第78章 婦人之仁
婦人之仁
北風卷地,霜雪蕭蕭。
春三月北地無花可摘,還沒有竹竿高的小少年被征調從軍,說起故鄉煙花三月,絢爛多姿,再偷偷看一眼荒涼肅殺中唯一的豔色,羞了耳朵。
景瑤剛來時軍中老将對她愛護有加,領校尉将軍一職,叫那些日日操練以人頭掙軍功的小兵們看着眼紅牙酸,免不了羞辱幾句,又不敢太過分。
“黃花大閨女來給糙老爺們補襪子來的吧!”
景瑤不作聲,回頭辭了校尉将軍的職位,從小兵做起。
去歲冬大寒,朔北一路南下搶掠,糧草充足,兼之蠻人兵馬天生比南梁的更能忍受嚴寒,本該休戰的寒天依然打了幾個來回。
衆将士最初看到卸紅裝披铠甲還笑她個姑娘家,不知道棉甲有多重,當心連路都不會走。
冰雪原野上打了幾個來回後,景瑤姑娘沖鋒陷陣不輸大将軍,單月戟斬獲蠻人頭顱無數,短短幾月,用軍功給賺來了實至名歸的校尉頭銜。
還是第一個奪回幽州失地的人,更是打得朔北騎兵據守,不敢冒進。
是日天大雪,紅袍将舞單月,折斷朔北的碧天金花王旗,一戰成名。
軍中再提起她時,就不是女子、景家這樣的前綴,而是景将軍,灼墨軍老将贊其有先祖之勇,不輸父兄之武。
一個雙十年華的姑娘叫人敬畏,便有想建功立業的小兵來搭話,妄圖偷學個一二招式,多掙點軍功,好衣錦還鄉。
“景将軍,這裏天幹又冷,您家在天都,那地方這時候花都開了,您不适應吧?”
小兵鼓起勇氣和她搭話,思來想去,這茫茫無邊的,山上的草皮都幹枯裸露筋的地方,應該長着倔強堅韌的花。
軍中待得久的十年老兵很少了,從軍七八年的,景瑤離開北陽關時,他們剛入行伍一兩年,不識得大人物。
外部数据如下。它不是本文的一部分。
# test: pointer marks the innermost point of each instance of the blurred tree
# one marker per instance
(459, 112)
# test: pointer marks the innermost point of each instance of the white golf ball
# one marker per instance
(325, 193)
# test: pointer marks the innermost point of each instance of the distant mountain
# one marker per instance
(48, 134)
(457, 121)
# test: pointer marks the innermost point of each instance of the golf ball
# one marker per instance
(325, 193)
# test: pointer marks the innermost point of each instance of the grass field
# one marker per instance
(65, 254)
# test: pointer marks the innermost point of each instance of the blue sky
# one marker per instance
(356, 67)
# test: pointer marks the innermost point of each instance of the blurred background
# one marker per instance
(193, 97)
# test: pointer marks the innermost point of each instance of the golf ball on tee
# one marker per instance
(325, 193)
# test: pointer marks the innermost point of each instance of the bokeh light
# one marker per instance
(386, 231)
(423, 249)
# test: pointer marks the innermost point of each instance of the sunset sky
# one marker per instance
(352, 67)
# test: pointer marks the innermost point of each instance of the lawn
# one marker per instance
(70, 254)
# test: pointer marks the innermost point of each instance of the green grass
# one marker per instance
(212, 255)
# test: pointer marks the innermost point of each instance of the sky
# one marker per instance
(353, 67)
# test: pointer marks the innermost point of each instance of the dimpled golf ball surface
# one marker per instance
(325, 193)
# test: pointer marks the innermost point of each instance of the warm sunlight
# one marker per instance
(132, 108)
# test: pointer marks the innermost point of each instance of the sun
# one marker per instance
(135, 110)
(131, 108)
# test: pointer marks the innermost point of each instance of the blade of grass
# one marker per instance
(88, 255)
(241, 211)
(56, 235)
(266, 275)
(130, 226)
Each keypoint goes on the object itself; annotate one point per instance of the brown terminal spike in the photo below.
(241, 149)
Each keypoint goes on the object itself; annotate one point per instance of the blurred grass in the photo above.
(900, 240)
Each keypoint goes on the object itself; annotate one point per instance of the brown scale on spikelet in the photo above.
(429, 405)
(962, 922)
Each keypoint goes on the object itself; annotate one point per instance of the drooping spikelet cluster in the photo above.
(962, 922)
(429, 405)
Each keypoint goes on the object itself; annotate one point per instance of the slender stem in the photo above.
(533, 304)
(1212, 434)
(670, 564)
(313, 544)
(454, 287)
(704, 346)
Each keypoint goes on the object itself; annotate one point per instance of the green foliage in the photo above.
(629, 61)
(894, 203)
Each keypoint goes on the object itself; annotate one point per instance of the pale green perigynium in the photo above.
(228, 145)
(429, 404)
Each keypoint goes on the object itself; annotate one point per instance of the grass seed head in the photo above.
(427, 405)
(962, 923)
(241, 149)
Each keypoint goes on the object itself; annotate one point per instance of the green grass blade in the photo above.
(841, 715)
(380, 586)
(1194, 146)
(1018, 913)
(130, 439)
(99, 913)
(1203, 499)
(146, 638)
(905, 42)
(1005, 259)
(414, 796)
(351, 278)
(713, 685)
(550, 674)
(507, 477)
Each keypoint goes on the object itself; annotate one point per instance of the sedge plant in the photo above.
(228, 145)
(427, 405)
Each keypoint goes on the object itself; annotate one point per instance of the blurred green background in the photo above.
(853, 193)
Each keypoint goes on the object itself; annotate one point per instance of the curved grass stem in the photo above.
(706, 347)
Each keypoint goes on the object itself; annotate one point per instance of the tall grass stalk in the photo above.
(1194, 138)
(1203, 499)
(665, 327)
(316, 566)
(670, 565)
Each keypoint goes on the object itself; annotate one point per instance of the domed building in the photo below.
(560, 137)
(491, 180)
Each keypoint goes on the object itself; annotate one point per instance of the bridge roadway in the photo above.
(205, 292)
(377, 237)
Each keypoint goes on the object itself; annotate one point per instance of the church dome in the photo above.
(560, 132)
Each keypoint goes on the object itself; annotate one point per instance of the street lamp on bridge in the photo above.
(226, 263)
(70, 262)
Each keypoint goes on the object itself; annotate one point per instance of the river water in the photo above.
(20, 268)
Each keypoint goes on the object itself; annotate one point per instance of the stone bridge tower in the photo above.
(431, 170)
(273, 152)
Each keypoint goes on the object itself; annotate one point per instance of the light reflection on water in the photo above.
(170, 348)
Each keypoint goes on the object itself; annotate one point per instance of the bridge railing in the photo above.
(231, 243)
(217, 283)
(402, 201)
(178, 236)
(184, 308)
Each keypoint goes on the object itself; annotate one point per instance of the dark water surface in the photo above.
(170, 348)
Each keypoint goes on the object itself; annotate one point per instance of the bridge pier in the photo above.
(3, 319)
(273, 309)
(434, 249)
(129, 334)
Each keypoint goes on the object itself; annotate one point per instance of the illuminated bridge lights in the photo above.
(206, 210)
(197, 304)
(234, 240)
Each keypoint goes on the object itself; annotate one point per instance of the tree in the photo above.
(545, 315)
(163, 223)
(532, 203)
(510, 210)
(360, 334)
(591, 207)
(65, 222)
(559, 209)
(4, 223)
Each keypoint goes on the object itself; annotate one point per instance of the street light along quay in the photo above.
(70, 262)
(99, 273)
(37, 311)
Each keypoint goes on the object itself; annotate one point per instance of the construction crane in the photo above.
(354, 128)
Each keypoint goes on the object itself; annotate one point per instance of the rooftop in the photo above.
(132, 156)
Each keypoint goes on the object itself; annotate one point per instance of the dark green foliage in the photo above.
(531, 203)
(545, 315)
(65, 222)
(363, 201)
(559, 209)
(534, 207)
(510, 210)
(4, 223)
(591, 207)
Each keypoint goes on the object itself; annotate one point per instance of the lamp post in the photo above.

而灼墨軍中的老将,景瑤尊稱一聲阿叔的那些,大都年紀不小了,也就沒有人和這小将說起,景校尉長大的北陽關,冬日比這裏冷得多。
景瑤和他年紀相仿,比他稍大一兩歲,只是看着他。
縫縫補補的衣衫夾着薄薄的一層棉絮,補丁的針腳很密,小兵的雙手交搓着取暖,臉上皲裂的凍瘡泛着紫紅,一雙眼亮晶晶地望過來。
“煙陽暖,陽關寒,我其實更适合那裏。”
小兵龇牙咧嘴一笑,雖然沒明白景校尉更适合的是哪裏,不妨礙他繼續問:“您武藝高強,是跟着誰學的,能不能給我引薦個師父,或者您不嫌棄我笨,教我兩招?”
景瑤失笑,一時間感慨,她這點功夫竟然也能教別人了,說起這點三腳貓的功夫何處學來的,又難免傷感。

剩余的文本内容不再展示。